The commissioners accepted the resignation of RN Cynthia Bosscher from Healthy Partnership and approved the hiring of Bradley Breakstone as a full-time corrections officer at the Wyoming County Correctional Facility.

The commissioners reminded those in attendance that there is still a number of programs open to provide financial relief for those impacted by the COVID pandemic and closures. Here they are as per the agenda:

    • Rent and utilities assistance program is still open. There is still a large sum of money to help those behind on rent and utility bills because of COVID. Application should be completed at the Pennsylvania COMPASS website: Please contact CEO via telephone Monday through Friday from 8:30am to 5:00pm at 1-800-822-0359 with questions about application process and receive assistance in completing the required forms. Walk-ins are not being accepted at this time due to COVID-19.
    • Deadline to sign up for the May 15 Electronics recycling event is April 15. You must register to participate due to DEP COVID mandate. Go to for link to the application.

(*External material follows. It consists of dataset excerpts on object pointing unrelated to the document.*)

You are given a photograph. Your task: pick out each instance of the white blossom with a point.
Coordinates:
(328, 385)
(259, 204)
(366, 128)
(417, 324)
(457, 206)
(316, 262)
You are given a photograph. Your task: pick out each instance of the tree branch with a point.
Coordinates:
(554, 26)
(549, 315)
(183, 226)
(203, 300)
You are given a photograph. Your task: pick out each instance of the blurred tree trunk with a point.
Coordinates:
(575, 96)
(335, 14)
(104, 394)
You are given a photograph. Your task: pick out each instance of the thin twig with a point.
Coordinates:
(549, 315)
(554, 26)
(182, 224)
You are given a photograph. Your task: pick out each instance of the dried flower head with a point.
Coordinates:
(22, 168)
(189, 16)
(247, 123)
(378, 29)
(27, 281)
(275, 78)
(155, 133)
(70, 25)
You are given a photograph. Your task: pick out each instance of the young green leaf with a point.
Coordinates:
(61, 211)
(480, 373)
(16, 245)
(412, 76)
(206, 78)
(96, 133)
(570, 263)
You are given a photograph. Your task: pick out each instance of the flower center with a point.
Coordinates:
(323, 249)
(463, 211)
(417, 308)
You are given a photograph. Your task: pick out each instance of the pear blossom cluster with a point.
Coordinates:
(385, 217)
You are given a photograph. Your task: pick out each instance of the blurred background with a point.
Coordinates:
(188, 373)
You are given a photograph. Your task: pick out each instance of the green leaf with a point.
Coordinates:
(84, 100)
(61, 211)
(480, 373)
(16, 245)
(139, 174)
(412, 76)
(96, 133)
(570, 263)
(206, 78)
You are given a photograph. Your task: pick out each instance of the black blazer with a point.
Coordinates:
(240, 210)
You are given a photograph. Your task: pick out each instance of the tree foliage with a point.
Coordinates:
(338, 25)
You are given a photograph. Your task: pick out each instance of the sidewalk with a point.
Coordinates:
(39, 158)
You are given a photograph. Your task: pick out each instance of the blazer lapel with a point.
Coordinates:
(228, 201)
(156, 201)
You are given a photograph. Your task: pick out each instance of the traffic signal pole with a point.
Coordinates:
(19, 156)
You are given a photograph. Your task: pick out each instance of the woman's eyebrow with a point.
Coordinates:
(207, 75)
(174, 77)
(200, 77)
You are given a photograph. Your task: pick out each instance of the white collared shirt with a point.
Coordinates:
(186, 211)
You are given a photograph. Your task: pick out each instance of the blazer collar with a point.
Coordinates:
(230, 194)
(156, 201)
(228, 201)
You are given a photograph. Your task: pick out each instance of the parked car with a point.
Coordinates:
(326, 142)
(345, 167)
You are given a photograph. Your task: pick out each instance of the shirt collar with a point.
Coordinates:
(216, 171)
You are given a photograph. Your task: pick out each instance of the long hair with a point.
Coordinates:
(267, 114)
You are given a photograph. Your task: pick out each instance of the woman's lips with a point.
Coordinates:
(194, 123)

    • Hospitality Grant applications are still being accepted and about 15 taverns and restaurants have applied so far. Go to for more info and an online application. Deadline to apply will be set within the next few weeks
    • Additional hospitality industry grants through SBA as part of the $1.9T COVID recovery are not available yet but will be soon. Since this is directly from federal government you will need a SAM and a DUNs number. The SAM takes at least two weeks to obtain so please go for info on how to apply so you are ready when the grants go live. Applications still aren’t being accepted but should be soon as soon as final guidance is given.